Kanzius' system requires more than water. It also requires salt. The salt molecule is made up of sodium and chlorine, which is why it is called sodium chloride. Do the sodium and chlorine somehow change the reaction so it is not circular? Is the salt consumed? Do sodium and chlorine interact with the oxygen and hydrogen to produce something else and avoid the water product? It's been a long time since I've had chemistry. Any ideas?

Say Kanzius' system actually does produce significant energy. There are still other questions.
  1. Does the salt produce nasty by-products when burned?
  2. How cheap is the radio frequency generator?
  3. Can the system be usefully packaged?
  4. The external combustion Stirling engine (which a Kanzius system powered) is not very efficient cost or weight-wise. It is not very good for vehicles like cars. Is there another way to harness Kanzius energy?
  5. Can salt water be used for internal combustion and thus be more suitable for cars? Salt water is very corrosive which could cause all sorts of maintenance issues. It also could be very difficult to set up proper radio frequency generators in internal combustion engines.
I hope this turns out well, but there is reason for skepticism. The easiest answer will be that despite the obvious high temperature and energy of the burning the input energy is actually greater than the output energy when all is properly measured.

A final thought occurs to me. If it is the salt that is consumed, conceivably you could conserve the water and just keep adding salt. This means the real fuel would be salt, not salt water. You would also get a nifty desalinization process, which is what Kanzius was going for in the first place. This would make it a great way to to propel a ship. Your engine uses sea water for fuel and outputs the fresh water you need to survive. A ship, by the way, is big enough to possibly use a Stirling engine effectively.

Monday, September 10, 2007

More Astronomy

Two more astronomy tidbits.

First, Carolina and I went star-gazing Saturday night. We had a blast. We took a couple of folding chairs out to a dirt field at Ave L and 90th West. The weather was perfect, with a mild breeze at times. There was more traffic than I expected and we were bothered with headlights for a while, but it got quieter. There was significant light pollution looking back toward Lancaster (east) but the rest of the sky was very good.

I could identify lots of constellations and Carolina learned a lot of them. We also identified many bright stars and a couple of planets.

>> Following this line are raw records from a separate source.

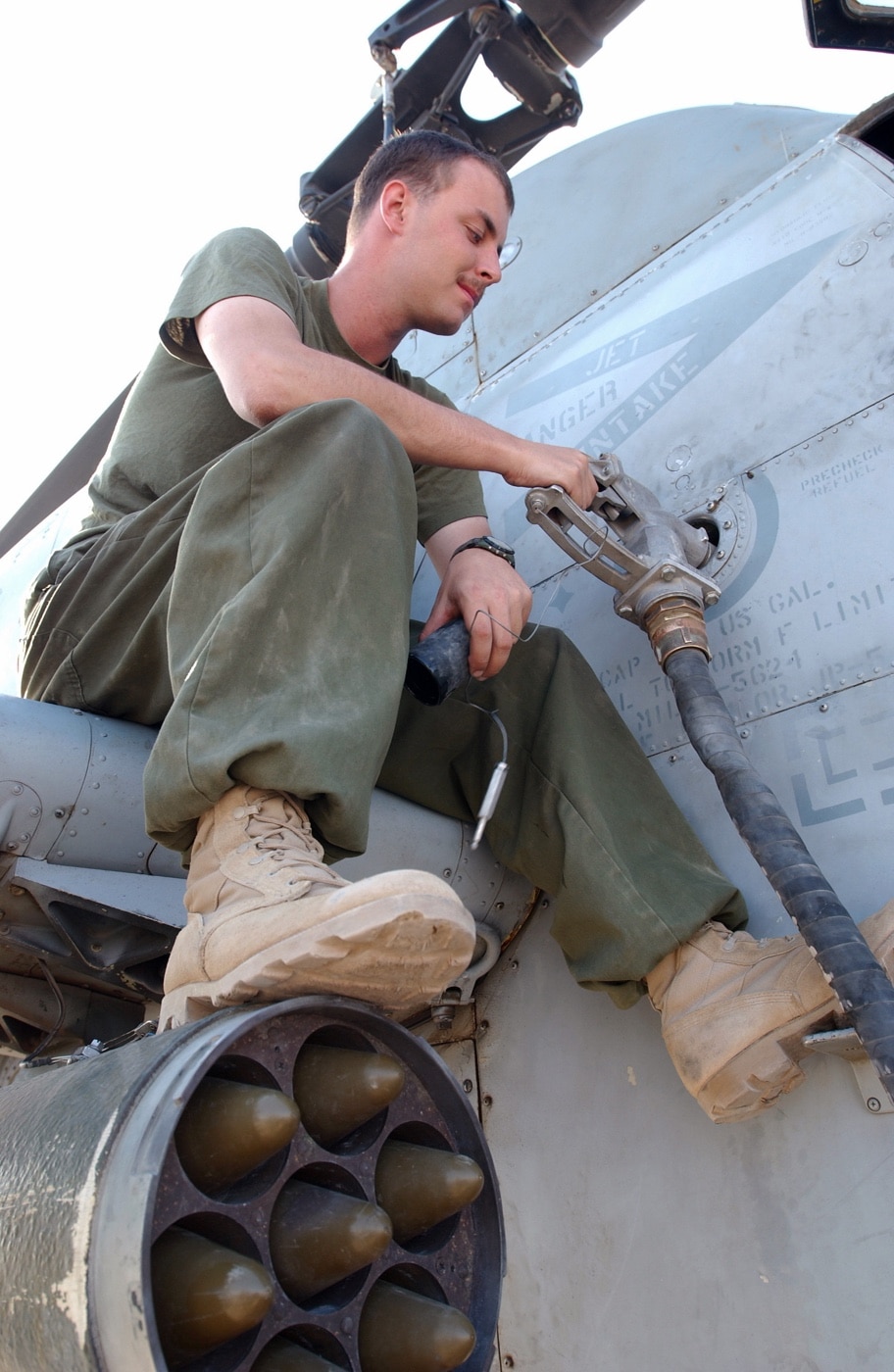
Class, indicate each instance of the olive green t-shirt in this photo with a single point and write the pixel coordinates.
(177, 417)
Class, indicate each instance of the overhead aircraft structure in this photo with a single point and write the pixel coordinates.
(702, 302)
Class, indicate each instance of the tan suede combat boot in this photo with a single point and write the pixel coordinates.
(735, 1010)
(267, 919)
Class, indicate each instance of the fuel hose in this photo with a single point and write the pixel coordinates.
(827, 928)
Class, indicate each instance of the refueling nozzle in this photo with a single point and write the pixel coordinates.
(644, 552)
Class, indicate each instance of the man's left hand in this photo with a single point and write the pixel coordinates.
(493, 603)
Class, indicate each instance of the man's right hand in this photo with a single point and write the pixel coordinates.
(543, 464)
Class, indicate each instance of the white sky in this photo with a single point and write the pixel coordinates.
(136, 132)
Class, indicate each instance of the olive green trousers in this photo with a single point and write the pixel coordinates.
(259, 613)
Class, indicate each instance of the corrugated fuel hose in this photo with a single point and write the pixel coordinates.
(856, 977)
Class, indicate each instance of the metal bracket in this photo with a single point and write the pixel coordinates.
(843, 1043)
(461, 991)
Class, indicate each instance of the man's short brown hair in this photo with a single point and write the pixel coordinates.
(425, 162)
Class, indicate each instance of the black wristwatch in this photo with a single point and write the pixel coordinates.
(490, 545)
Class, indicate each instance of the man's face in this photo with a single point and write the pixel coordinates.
(451, 253)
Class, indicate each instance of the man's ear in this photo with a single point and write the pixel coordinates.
(394, 206)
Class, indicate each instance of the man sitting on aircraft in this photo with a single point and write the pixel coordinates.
(243, 583)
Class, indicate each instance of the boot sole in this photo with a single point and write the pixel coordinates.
(389, 954)
(761, 1073)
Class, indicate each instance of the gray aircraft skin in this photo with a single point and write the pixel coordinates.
(721, 321)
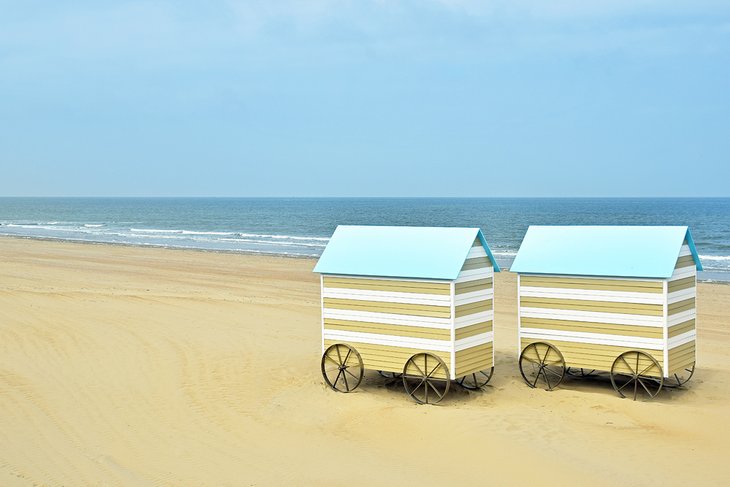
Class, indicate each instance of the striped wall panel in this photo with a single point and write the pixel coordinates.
(388, 320)
(389, 358)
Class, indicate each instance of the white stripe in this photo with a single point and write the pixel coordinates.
(594, 338)
(592, 316)
(452, 336)
(473, 341)
(685, 337)
(387, 318)
(678, 318)
(378, 278)
(665, 329)
(476, 252)
(387, 297)
(407, 342)
(681, 295)
(570, 276)
(481, 295)
(683, 272)
(473, 319)
(388, 340)
(321, 309)
(592, 295)
(475, 274)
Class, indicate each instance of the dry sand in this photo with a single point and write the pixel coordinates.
(138, 366)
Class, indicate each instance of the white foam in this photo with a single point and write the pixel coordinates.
(718, 258)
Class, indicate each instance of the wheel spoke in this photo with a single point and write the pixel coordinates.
(339, 373)
(547, 379)
(636, 387)
(438, 364)
(332, 360)
(627, 364)
(647, 368)
(645, 388)
(552, 372)
(625, 384)
(413, 362)
(435, 390)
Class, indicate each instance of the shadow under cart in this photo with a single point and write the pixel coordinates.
(425, 376)
(634, 373)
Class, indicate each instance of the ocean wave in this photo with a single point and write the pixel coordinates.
(269, 238)
(717, 258)
(269, 242)
(288, 237)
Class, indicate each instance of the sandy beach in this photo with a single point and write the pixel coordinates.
(145, 366)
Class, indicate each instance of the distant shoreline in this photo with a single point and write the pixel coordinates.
(216, 251)
(158, 247)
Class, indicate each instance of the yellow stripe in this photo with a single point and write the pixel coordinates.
(388, 358)
(680, 284)
(471, 308)
(595, 306)
(589, 355)
(590, 327)
(385, 285)
(594, 284)
(472, 330)
(386, 329)
(680, 306)
(472, 286)
(394, 308)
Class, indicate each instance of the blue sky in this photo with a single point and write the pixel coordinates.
(366, 98)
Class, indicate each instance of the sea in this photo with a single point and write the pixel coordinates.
(301, 227)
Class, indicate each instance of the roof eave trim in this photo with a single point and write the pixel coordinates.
(484, 243)
(693, 249)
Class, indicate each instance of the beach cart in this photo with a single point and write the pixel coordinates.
(409, 301)
(617, 299)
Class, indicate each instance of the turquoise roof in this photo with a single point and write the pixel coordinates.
(406, 252)
(613, 251)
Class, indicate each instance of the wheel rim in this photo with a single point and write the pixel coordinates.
(542, 365)
(681, 378)
(477, 380)
(426, 378)
(342, 367)
(636, 374)
(573, 372)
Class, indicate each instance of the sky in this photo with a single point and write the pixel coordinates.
(365, 98)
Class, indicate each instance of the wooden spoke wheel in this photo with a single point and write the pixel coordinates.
(680, 378)
(342, 367)
(635, 373)
(572, 371)
(477, 380)
(426, 378)
(542, 365)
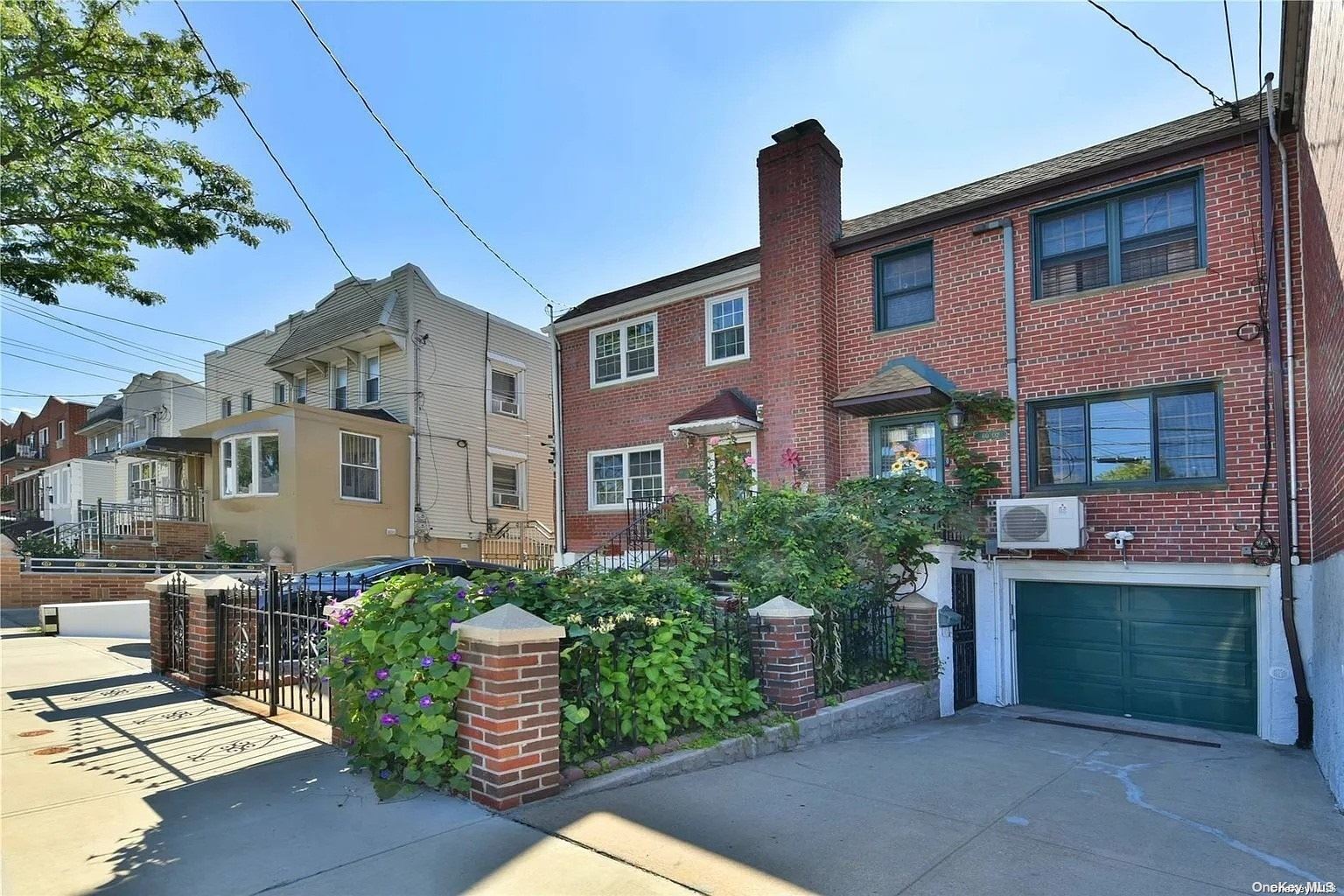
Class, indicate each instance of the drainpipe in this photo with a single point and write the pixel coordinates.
(1010, 346)
(1288, 306)
(1276, 366)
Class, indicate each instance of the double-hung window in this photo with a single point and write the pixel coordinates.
(626, 473)
(373, 367)
(726, 328)
(1128, 439)
(506, 393)
(626, 351)
(359, 466)
(903, 288)
(248, 465)
(506, 484)
(1128, 235)
(906, 446)
(340, 383)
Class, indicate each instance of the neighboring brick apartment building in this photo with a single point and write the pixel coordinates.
(1313, 80)
(37, 441)
(1141, 374)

Even with the light pollution I found the Andromeda Galaxy again with my binoculars and with my telescope. Carolina learned how to find the Andromeda Galaxy with the binoculars. I even guessed at four constellations (Aries, Triangulum, Aquarius and Capricorn) I had only seen on charts. I checked Google sky when I got home and found out I was right on all four! The night was great for the astronomy and also for a very relaxing and enjoyable time together.

Second, a little more on Hercules. I forgot I had already put together pictures from to try to understand Hercules. I took that picture and updated it with my new-found knowledge of the more modern Hercules. Here is the composite.

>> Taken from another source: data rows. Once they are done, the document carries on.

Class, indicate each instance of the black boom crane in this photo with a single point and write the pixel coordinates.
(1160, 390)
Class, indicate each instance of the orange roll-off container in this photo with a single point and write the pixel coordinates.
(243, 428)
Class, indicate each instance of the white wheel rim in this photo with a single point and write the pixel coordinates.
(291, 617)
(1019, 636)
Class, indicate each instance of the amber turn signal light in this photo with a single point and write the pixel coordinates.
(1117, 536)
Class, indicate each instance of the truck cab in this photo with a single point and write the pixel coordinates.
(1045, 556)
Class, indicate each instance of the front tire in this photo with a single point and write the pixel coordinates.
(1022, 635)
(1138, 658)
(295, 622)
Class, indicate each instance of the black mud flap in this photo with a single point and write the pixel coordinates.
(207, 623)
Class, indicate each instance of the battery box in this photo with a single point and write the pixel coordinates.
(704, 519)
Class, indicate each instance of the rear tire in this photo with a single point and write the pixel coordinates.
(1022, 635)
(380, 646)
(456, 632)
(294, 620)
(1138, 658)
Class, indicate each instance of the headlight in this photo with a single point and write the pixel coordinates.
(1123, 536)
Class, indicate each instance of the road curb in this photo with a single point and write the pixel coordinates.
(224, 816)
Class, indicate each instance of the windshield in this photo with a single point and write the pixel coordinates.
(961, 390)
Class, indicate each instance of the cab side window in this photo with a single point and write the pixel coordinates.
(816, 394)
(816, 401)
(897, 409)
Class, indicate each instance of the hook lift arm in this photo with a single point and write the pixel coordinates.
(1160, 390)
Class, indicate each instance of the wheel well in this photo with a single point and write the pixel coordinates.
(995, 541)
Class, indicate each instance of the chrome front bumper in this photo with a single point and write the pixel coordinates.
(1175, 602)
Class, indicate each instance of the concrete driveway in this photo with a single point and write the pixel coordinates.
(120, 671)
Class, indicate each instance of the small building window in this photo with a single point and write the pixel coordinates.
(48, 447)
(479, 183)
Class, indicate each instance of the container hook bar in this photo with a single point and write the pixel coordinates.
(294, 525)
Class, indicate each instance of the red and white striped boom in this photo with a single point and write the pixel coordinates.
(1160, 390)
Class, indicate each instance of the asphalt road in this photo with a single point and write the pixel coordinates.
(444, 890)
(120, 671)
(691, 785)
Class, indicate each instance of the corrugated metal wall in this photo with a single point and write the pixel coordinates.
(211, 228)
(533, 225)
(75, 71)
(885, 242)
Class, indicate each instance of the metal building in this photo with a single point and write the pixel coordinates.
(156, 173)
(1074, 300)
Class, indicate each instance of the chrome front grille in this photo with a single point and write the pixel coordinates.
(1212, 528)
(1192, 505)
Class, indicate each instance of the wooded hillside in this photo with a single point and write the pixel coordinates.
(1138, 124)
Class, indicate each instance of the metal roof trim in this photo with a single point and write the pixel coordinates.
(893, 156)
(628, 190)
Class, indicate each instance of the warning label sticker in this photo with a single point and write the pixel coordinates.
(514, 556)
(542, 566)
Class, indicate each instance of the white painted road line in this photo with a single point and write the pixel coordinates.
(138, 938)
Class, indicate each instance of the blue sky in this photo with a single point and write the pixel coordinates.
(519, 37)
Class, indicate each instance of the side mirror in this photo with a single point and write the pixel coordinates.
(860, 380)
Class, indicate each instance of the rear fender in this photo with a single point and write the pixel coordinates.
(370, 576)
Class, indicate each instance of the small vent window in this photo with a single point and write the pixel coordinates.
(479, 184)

The traditional Hercules is the drawing. I traced the new Hercules with green lines. The new right leg uses faint stars not in the traditional picture. The other constellations give reference. Their position and size is not exact, but I tried to get close to help visualize this part of the sky. Below Hercules is Ophiuchus holding Serpens. To the right of Hercules is Corona Borealis, Boötes and the Big Dipper (Ursa Major or Big Bear). At the right-bottom is Virgo. Not in the picture, the bright star Vega (in Lyra) is to the left of Hercules. Looking at Vega on the charts and in the sky helped me orient Hercules (both pictures) correctly.